My personal opinion is that we're so growth and value oriented - and that's fundamentally incompatible with a healthy diet.

Look at CostCo! They have an amazing amount of fresh, healthy meats and vegetables. But you're still walking out of that store with a twelve-pack of fish and the barrel of cheese puffs you saw on the way out. The majority of Americans simply lack the self control. The food production companies know this and take full advantage of it.

1 comments

I think it has been figured out, it is just heavily lobbied against. In general, you have to flip normal. Every time I get my Butcherbox pasture raised beef out of the freezer, I'm aggravated they have to print "pasture raised"... that should be the standard, not the luxury brand. A few ideas off the cuff...

- Make food companies label non-organic food and say why they aren't organic, vs. making organic declare themselves, certify and therefore cost more. - Raise minimum grades on beef and poultry. Low grade meat is the only way to make large portions work economically. - Require food with meat ingredients to list what grade of meat is being used, hormone use, etc. - Disallow mixing of multiple animals in ground meat products... or at least cap it.
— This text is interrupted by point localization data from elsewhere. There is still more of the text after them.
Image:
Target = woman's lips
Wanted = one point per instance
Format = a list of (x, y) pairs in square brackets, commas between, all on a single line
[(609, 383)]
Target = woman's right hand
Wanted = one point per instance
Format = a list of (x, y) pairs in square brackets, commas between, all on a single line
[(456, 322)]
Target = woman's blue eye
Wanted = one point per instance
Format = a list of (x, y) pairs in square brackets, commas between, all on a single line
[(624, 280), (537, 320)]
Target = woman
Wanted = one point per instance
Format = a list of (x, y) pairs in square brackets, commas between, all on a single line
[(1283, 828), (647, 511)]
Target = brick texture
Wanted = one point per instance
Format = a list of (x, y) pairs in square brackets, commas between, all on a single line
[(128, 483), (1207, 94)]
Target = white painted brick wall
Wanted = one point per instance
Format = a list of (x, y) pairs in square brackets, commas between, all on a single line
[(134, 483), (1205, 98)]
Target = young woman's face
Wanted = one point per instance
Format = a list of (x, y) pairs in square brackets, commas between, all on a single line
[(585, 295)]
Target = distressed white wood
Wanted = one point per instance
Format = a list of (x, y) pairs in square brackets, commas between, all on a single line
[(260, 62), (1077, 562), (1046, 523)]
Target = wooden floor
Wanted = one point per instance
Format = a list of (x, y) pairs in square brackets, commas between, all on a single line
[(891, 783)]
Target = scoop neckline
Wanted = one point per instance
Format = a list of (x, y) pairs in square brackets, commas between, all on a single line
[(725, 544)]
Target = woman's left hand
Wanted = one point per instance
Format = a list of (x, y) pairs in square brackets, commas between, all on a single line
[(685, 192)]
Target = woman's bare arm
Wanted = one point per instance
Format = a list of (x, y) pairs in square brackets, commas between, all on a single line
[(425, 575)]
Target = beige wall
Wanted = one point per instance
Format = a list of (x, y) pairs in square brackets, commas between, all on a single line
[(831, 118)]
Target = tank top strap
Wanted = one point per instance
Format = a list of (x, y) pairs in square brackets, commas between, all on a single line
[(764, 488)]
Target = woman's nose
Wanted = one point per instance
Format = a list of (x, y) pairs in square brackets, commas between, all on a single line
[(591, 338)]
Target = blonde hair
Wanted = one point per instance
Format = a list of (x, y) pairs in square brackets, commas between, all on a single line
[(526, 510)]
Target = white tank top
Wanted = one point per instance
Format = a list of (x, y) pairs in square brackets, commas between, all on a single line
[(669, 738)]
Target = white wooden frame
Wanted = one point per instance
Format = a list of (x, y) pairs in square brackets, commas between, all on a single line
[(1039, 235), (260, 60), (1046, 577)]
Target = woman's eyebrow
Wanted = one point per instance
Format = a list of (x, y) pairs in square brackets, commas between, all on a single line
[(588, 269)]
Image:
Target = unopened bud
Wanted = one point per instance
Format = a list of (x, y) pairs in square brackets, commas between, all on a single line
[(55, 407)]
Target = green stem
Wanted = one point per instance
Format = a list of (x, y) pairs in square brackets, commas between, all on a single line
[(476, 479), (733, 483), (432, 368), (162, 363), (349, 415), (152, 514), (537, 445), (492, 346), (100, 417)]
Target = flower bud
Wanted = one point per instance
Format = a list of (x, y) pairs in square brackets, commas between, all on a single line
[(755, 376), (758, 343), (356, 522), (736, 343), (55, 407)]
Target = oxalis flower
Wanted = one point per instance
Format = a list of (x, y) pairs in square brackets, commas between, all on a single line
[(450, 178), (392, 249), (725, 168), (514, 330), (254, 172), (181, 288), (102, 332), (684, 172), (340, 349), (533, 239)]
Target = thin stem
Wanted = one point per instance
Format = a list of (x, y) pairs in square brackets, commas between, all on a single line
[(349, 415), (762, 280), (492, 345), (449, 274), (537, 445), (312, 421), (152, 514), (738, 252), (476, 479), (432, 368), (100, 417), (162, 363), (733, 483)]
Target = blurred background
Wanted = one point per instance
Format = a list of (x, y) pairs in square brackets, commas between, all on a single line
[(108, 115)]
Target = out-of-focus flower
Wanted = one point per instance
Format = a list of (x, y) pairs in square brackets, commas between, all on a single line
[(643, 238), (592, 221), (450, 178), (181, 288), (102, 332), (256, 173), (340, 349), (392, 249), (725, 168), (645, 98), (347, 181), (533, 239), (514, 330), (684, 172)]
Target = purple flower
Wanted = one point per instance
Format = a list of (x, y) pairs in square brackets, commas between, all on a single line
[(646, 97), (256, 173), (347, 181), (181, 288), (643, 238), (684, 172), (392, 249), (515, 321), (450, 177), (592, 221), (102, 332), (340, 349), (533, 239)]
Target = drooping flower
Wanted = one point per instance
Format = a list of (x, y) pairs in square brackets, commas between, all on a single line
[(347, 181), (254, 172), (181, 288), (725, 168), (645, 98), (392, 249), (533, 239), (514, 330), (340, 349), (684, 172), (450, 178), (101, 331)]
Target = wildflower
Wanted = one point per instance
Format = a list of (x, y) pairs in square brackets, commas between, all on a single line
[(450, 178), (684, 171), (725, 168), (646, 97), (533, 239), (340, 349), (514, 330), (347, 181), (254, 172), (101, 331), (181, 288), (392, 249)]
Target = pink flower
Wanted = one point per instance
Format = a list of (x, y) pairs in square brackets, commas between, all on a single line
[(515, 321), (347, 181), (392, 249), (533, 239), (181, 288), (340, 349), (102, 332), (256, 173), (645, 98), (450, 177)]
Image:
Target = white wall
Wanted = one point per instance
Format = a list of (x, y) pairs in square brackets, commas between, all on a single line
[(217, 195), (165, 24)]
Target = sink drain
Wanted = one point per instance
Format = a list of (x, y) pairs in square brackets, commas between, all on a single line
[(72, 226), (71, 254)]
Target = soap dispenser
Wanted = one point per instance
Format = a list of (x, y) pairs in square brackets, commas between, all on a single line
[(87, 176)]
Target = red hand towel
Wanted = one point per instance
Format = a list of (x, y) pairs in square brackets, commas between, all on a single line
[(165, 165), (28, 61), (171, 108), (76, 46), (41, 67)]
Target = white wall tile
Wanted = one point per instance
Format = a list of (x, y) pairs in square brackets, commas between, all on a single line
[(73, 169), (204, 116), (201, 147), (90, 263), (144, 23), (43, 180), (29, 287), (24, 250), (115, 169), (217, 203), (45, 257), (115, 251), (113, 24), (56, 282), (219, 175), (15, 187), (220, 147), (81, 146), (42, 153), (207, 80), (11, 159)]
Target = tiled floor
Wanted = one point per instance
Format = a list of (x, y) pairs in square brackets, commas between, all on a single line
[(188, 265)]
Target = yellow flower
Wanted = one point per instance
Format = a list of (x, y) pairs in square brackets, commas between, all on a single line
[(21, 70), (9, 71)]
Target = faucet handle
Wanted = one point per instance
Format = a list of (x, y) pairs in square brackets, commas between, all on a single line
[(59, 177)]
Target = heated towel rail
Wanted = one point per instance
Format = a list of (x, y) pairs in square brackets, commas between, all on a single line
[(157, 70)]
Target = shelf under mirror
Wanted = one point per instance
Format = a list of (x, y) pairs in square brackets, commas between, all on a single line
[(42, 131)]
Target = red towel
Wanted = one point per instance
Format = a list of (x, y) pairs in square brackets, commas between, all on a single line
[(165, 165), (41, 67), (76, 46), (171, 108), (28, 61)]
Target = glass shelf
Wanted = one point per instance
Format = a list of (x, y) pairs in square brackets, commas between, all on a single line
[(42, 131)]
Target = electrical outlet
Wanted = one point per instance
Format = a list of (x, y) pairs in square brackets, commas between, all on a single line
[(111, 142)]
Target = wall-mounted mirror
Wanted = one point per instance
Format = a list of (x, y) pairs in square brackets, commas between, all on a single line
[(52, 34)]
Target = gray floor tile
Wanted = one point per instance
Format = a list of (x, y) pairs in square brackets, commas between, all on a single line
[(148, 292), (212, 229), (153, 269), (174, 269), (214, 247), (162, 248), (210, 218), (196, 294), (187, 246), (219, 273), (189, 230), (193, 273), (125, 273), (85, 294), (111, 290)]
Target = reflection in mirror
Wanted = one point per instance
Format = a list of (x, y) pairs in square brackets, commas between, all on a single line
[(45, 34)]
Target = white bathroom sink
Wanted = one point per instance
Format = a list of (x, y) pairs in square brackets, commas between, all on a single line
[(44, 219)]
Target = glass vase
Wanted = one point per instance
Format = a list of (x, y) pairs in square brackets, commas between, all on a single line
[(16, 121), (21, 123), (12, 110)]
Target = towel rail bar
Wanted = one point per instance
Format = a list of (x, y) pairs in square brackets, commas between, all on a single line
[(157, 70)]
Right now, fast food works because you can grind up hundreds of cattle at once.

I agree with most of this, but what specifically is wrong with grinding up hundreds of animals (apart from sounding gross)?
Risk of disease spread. Many outbreaks (mad cow, etc) were larger problems than they should have been because cattle from various farms had been mixed.

It also complicates source tracing for any other problem - bad feed, importing rules, etc.